I want to be clear that I don’t excuse bad behavior. I just believe that a lot of us have someone out there that’s the exception to the rule. If we can try for a moment to view others through the lens we see that person through, maybe some compassion and empathy could follow.
“Are their beliefs rooted in self-reflection with an intention of betterment?”
As cliche as it may come off, my favorite quote ever is by Socrates and states that “The unexamined life is not worth living.” I have a principal I follow. I came up with this about five years ago, and it’s an extension from my evaluation of this quote. I use this method when I know enough about someone to gauge their basic level of values, beliefs and principals, but we disagree or we’re misaligned… When I hear that voice inside wanting me to wedge separation between how I feel about them. I ask myself “Are their beliefs rooted in self-reflection with an intention of betterment?” If my answer is yes to that question, I cut them some slack. If it’s no, then I don’t.

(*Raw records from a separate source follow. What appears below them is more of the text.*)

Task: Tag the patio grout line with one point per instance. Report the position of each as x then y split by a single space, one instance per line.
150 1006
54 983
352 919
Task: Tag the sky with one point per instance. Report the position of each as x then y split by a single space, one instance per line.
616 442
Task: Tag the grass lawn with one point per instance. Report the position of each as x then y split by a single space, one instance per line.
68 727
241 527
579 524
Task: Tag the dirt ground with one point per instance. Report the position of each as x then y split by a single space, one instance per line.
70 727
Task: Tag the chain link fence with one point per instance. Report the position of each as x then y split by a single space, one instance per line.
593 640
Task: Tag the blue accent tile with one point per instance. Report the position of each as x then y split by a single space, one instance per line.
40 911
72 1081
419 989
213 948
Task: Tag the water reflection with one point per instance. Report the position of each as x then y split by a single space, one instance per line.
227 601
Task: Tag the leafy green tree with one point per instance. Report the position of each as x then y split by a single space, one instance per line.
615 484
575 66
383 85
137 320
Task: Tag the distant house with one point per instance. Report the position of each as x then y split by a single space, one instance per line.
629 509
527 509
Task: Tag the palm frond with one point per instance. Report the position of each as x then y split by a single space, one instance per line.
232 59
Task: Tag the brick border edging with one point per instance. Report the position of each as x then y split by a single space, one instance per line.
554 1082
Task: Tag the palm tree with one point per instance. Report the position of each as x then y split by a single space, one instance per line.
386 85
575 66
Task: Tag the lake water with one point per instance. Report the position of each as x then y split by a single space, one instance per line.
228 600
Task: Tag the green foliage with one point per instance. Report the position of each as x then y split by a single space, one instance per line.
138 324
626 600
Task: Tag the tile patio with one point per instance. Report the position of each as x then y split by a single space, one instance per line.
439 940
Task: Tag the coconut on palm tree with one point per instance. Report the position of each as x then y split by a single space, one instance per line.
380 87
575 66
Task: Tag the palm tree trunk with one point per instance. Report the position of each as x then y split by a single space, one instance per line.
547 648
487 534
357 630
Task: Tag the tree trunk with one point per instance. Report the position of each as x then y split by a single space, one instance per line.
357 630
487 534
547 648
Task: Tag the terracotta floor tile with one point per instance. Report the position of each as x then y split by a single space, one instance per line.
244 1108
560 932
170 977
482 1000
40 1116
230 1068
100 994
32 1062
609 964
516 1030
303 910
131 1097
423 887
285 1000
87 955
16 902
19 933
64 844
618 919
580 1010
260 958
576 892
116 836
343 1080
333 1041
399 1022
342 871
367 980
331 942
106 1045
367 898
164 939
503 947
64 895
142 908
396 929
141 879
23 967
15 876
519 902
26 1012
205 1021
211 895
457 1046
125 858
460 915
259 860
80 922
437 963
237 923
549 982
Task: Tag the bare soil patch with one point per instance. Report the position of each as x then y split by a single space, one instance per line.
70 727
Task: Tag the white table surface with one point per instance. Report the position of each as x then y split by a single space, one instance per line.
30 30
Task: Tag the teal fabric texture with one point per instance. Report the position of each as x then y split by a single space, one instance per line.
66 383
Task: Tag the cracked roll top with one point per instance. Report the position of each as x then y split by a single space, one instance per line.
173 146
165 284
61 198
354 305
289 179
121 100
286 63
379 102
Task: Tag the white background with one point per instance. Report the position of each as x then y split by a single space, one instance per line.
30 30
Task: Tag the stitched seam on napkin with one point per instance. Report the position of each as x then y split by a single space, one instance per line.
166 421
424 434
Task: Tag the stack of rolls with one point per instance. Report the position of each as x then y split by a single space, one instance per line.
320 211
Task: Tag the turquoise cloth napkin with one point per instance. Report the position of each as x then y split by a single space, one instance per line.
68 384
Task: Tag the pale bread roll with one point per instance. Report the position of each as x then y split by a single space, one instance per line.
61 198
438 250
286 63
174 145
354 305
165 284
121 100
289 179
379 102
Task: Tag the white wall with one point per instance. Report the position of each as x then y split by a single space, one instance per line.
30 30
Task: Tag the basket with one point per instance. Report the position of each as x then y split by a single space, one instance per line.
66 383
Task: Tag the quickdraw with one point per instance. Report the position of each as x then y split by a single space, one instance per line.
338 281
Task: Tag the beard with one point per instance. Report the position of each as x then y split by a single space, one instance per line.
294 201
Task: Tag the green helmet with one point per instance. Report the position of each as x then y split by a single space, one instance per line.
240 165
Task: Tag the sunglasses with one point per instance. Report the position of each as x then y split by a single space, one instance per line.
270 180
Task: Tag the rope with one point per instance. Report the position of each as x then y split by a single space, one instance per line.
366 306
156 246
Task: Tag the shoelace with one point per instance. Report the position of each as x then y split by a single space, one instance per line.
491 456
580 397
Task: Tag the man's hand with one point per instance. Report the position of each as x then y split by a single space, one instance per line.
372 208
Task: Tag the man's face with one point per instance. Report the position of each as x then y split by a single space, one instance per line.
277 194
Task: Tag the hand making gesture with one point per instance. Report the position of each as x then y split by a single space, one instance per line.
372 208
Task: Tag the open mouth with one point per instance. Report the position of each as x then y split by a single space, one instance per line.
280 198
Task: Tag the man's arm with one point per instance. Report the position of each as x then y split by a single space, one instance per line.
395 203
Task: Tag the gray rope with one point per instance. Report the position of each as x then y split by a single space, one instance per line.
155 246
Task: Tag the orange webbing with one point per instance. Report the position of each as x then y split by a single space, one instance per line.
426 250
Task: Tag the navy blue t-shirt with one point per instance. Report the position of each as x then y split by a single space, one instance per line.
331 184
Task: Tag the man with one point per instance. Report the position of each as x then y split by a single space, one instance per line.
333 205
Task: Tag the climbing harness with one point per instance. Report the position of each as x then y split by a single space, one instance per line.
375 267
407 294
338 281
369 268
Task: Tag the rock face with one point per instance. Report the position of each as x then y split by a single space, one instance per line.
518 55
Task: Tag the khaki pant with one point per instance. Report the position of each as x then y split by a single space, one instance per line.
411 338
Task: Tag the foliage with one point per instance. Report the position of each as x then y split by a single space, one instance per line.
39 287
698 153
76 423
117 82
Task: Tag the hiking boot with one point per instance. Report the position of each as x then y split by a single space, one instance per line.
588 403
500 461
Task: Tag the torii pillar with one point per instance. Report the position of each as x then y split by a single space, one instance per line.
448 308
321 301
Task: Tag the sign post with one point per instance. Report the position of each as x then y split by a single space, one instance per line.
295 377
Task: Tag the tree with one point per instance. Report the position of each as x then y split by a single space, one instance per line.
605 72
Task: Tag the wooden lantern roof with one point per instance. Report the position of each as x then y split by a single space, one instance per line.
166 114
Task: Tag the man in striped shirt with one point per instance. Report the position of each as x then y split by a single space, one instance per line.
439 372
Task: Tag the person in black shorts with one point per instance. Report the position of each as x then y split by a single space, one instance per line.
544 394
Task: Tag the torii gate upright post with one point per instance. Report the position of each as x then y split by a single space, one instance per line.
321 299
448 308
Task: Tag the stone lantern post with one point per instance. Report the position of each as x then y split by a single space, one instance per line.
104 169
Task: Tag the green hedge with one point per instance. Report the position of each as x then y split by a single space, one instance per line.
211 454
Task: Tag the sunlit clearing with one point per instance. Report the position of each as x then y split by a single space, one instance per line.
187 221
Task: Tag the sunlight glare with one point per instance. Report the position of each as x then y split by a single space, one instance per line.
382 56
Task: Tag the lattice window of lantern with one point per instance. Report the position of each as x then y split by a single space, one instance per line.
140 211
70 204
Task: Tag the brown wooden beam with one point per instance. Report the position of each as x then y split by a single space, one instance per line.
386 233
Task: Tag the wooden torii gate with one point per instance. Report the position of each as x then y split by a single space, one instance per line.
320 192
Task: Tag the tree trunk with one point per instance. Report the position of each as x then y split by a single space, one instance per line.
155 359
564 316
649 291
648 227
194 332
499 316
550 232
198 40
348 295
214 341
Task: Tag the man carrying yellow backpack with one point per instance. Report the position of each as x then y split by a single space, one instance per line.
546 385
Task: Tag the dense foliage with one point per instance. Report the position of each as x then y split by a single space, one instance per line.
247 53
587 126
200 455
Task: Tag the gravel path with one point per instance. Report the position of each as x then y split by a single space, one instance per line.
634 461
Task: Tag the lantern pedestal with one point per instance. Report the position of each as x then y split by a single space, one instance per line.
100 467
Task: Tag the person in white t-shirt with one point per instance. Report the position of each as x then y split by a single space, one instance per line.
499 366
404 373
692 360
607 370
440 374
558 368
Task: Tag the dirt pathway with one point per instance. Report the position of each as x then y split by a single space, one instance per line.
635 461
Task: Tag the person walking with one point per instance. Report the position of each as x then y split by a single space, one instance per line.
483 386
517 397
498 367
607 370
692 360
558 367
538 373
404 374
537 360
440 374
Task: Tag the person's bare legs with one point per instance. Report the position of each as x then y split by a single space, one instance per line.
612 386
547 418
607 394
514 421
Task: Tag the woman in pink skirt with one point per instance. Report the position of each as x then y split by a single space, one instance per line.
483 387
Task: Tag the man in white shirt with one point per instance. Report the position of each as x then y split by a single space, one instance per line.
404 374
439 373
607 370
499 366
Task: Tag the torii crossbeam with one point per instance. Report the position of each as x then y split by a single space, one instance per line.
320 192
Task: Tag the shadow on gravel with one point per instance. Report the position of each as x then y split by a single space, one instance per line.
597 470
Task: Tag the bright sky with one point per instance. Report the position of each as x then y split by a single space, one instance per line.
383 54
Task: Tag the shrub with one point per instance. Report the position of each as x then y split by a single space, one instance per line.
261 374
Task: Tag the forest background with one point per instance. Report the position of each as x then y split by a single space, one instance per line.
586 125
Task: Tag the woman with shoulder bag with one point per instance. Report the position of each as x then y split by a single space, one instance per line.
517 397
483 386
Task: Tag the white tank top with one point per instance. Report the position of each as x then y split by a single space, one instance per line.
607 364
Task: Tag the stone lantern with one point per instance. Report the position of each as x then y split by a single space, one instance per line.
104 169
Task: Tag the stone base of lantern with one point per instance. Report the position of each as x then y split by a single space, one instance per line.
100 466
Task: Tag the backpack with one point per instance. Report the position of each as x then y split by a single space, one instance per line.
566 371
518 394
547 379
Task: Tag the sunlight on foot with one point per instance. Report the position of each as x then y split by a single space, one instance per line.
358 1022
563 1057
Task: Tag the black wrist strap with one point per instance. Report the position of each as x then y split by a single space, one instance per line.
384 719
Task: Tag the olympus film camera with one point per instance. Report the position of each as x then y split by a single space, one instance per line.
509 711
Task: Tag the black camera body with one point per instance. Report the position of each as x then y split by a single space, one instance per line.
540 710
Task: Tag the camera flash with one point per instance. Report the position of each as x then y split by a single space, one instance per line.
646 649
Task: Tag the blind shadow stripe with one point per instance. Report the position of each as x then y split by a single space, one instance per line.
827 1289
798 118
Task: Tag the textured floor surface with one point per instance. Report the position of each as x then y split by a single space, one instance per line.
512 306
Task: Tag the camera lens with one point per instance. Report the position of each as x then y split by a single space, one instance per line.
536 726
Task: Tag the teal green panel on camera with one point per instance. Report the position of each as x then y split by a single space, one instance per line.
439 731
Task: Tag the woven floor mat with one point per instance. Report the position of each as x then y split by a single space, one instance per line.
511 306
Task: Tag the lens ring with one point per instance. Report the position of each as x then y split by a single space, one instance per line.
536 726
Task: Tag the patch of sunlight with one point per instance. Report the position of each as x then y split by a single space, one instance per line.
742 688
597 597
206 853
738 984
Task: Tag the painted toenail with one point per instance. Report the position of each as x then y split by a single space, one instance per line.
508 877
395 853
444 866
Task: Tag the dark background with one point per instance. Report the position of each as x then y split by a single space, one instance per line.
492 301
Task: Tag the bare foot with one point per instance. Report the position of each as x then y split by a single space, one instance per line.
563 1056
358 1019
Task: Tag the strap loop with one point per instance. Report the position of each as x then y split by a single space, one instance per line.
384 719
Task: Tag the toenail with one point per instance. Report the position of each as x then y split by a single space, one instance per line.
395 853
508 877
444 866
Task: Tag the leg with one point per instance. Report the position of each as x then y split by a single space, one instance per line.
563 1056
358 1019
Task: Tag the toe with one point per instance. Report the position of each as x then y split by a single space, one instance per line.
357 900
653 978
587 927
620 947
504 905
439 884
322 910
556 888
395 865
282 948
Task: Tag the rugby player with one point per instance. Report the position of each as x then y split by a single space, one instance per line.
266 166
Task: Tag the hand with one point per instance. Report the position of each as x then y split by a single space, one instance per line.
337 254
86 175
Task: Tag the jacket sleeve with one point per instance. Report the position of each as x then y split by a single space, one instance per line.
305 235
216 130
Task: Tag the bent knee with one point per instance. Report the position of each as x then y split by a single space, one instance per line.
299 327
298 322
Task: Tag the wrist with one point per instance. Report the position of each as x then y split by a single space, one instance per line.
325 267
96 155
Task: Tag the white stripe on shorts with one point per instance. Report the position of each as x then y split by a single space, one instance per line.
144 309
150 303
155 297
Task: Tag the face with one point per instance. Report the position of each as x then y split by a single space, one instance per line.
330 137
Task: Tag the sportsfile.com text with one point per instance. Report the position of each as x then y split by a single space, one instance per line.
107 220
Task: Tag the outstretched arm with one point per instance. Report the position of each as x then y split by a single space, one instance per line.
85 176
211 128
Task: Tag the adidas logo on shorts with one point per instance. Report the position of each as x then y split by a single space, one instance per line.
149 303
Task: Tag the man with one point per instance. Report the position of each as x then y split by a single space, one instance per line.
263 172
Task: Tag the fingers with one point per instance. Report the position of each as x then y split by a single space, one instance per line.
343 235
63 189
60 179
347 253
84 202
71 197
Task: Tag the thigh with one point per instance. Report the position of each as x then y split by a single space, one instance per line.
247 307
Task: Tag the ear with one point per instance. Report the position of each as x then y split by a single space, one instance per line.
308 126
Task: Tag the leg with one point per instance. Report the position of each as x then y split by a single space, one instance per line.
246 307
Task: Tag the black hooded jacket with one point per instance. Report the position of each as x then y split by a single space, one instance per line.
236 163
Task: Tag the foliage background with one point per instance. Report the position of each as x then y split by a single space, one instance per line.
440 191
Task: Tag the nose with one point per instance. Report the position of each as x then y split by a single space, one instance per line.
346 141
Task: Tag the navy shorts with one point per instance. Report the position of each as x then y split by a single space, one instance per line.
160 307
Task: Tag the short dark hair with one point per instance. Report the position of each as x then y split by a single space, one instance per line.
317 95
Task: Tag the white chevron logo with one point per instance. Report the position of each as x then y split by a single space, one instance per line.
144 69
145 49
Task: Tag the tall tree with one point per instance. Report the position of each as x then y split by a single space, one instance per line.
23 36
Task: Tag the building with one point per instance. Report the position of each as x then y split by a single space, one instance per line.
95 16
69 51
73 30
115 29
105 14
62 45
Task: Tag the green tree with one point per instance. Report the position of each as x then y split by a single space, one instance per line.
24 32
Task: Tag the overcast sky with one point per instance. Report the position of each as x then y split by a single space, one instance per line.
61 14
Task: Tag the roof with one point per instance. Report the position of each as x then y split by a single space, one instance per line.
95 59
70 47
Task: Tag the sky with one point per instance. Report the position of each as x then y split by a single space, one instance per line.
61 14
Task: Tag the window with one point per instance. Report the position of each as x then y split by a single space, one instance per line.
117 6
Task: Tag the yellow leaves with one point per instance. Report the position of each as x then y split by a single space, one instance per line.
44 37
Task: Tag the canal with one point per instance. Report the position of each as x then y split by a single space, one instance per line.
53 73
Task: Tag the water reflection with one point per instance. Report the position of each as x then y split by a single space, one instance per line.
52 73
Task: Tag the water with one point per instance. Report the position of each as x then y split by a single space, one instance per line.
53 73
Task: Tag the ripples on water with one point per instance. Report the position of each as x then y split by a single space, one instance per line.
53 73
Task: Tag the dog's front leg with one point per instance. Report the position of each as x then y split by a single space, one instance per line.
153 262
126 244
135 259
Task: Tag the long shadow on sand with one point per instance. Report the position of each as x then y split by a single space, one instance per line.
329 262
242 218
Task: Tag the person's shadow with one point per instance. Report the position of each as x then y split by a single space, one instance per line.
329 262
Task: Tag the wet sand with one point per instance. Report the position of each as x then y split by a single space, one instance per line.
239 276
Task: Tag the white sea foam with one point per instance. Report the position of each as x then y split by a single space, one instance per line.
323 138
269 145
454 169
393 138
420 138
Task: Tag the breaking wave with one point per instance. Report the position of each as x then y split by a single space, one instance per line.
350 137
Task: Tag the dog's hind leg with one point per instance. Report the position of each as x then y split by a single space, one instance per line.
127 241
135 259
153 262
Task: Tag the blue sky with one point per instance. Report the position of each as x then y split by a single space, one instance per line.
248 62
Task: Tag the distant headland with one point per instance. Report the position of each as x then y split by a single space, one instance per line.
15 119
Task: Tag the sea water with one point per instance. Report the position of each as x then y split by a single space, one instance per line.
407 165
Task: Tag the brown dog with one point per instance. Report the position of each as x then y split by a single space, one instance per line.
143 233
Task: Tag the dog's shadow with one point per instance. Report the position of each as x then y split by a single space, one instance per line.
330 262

Sometimes even in reflection of values, people will impose their beliefs on others and try to change laws or systems to take rights away from others that believe differently than them. I’ll step up to defend the rights of people to live their lives in the pursuit of happiness however they feel that is. I still try to remain open to understanding that the opposition often-times feels a struggle with their own internal reflection on values and beliefs that they really believe to be right.
While we polarize and plant stakes in the sand on opposite sides of the sea, someone needs to swim to the island every once in a while to move things forward. It’s exhausting making that trek. We’re not going to start the process of healing as a nation and as a world until we’re open to listening to others and open to having healthy discussions.
My Gramma doesn’t have the same belief system I do. Her and I don’t believe in much of anything that aligns. I know she has the biggest heart, and it’s full of love and compassion. She’s a self-reflector and she tries to be a better person every day. I encourage you to find your Gramma, whomever that is, and try to take a step back to view others through the Grandma Lens. If you can look at others through that lens and you see that they’re well-intentioned through their flaws, cut them some slack. Give it a try. If you look through the Grandma Lens and see tiki-torch carrying Nazis... well, screw those guys. Nobody needs that shit.